Monday 7 November 2011

Editorial: Pop Science Books


Reg Baker in his inevitable style posted a wonderfully forthright blog piece (click here to read) bemoaning the industries taste in books, pointing out that a great majority of the books in the list of nominees for the books that had the most transformative impact on market research were Popular Science and highlighted how unscientific some of these types of books are, championing potentially totally bogus theories that have not been subjected to proper scientific scrutiny. 

Now I can total understand his emotional reaction to this. I have exactly the same response when I go into health food shops and see all homoeopathic remedies on the shelf and am horrified that they can get away with their often totally bogus healing claims that have not been subjected to any rigorous medical trials.

But I have a few points on this that I thought I would share:

1. Books are not apples:  and in most cases not in the class of homoeopathic style remedies, one or two bad ones do not rot the whole crop.  Whilst there are some very bad pop science books, there are also some really brilliant ones that help, as Tom Ewing has pointed out, eloquently digest and explain often very complex subject matter in a clear and understandable way. To draw over riding conclusions about pop science books on the bases of analysis of parts of the sample is in itself is bad science.


2. We can learn things from all types of books:  I think reading pop science books is as important as reading more serious business books and as is in fact being open to read anything from any source. To be closed to one genre of books is like gathering research from an unbiased sample.   I am a believer in the wisdom of the crowd and any business book bogus or not that says reaches the New York Times best seller bogus or not, I would want to read almost on principal to find out what thoughts and ideas people find so interesting.  Its not to say you cannot read these with a critical mind.  What is more just because something is packaged up as a light read does not make it a bad thing.  It like a classical musician dismissing all pop music as rubbish and not listening to it - they would be missing some great tunes and conceptual musical ideas.

3. MR is a branch of pop science:  We in Market research are all actually in business of conducting "popular science".  Market Research is in theory a branch of science but very rarely do we adhere to the rigorous standards that scientist need to adhere to where conducting proper scientific research.  Who for example has ever conducted a double blind trial as part of a market research experiment?
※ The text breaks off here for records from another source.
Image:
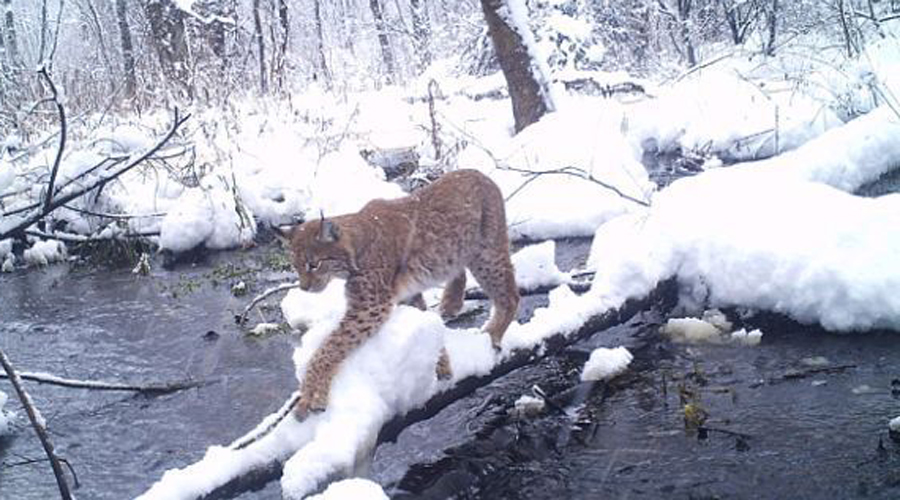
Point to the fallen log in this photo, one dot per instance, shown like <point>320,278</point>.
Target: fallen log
<point>153,388</point>
<point>663,296</point>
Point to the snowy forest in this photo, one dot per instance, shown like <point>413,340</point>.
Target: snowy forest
<point>701,199</point>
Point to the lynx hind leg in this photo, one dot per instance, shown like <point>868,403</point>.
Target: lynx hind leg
<point>356,326</point>
<point>454,294</point>
<point>496,276</point>
<point>416,301</point>
<point>443,369</point>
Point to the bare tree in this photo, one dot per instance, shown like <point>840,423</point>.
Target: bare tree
<point>530,97</point>
<point>281,52</point>
<point>12,43</point>
<point>386,53</point>
<point>260,47</point>
<point>421,33</point>
<point>167,26</point>
<point>128,65</point>
<point>320,43</point>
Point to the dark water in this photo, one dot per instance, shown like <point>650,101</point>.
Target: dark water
<point>790,433</point>
<point>111,325</point>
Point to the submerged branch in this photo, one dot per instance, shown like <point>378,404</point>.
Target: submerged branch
<point>164,388</point>
<point>37,422</point>
<point>38,214</point>
<point>242,318</point>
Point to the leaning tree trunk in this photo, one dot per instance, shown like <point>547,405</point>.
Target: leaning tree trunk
<point>320,45</point>
<point>421,33</point>
<point>167,26</point>
<point>386,53</point>
<point>261,48</point>
<point>12,42</point>
<point>527,90</point>
<point>127,49</point>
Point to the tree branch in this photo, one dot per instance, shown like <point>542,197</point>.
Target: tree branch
<point>48,198</point>
<point>165,388</point>
<point>62,200</point>
<point>37,422</point>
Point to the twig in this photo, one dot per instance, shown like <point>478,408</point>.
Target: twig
<point>266,427</point>
<point>577,287</point>
<point>37,422</point>
<point>574,172</point>
<point>48,199</point>
<point>241,318</point>
<point>47,378</point>
<point>39,214</point>
<point>795,375</point>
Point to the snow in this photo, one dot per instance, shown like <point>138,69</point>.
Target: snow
<point>5,417</point>
<point>605,363</point>
<point>45,252</point>
<point>535,266</point>
<point>352,489</point>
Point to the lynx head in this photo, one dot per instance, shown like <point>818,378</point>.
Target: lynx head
<point>320,252</point>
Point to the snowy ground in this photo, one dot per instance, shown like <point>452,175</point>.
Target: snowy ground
<point>784,234</point>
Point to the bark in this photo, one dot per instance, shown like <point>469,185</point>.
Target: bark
<point>260,48</point>
<point>127,48</point>
<point>529,99</point>
<point>167,25</point>
<point>421,33</point>
<point>12,42</point>
<point>773,28</point>
<point>320,48</point>
<point>386,53</point>
<point>37,422</point>
<point>281,56</point>
<point>684,19</point>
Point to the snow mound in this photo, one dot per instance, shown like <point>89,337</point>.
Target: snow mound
<point>606,363</point>
<point>540,172</point>
<point>713,328</point>
<point>806,251</point>
<point>535,266</point>
<point>352,489</point>
<point>45,252</point>
<point>211,215</point>
<point>344,183</point>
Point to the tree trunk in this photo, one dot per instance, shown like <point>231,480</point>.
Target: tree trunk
<point>772,21</point>
<point>281,56</point>
<point>684,15</point>
<point>386,52</point>
<point>168,29</point>
<point>261,49</point>
<point>127,49</point>
<point>530,99</point>
<point>421,33</point>
<point>12,43</point>
<point>320,48</point>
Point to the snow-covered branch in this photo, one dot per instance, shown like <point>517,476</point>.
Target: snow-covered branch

Next to nobody.  Who puts up all their raw data from their experiments up for peer review? Next to nobody.  Have I ever read an MR paper that would stand up to a rigorous scientific review?  Well yes, but not the vast majority and (certainly not any of the ones I have written I am afraid!).  

4. This type of debate is important:  So it is easy to take a pop at what Reg has written. But I would seriously encourage Reg to keep writing these types of posts. Without Reg Baker the MR industry would be woefully short of serious internal detractors and we need them.  Despite what we think, that we are all firing pops at each other in the MR industry,  very few people actually have the courage to stand up and hold something to account which is essentially what Reg is trying to do here.   

5. Science and commerce play by totally different rules: The reason is we are operating in a commercial environment where the market decides on whether something is right on wrong true or false not science.  We are all out peddling snake oil on one level or another and the once that can do it most successfully are hailed as kings.  Be it a company putting water in a bottle and selling it as a remedy or Apple packing up a few computer chips in nice wrapping and selling them for a lot more than their inherent value all commerce is a form of "deception of the truth", selling something for more than its inherent value or actual worth. As market researchers we are often called upon to work out what truths and falsehoods we can get away with, what deceptions will fly.  So for our industry to be respected we have to ensure we do try to re-enforce the types of standards that Reg Baker with every fiber of his being is trying to espouse.  

What Reg Baker is simply asking us to be is more scientific in our approach which I hail.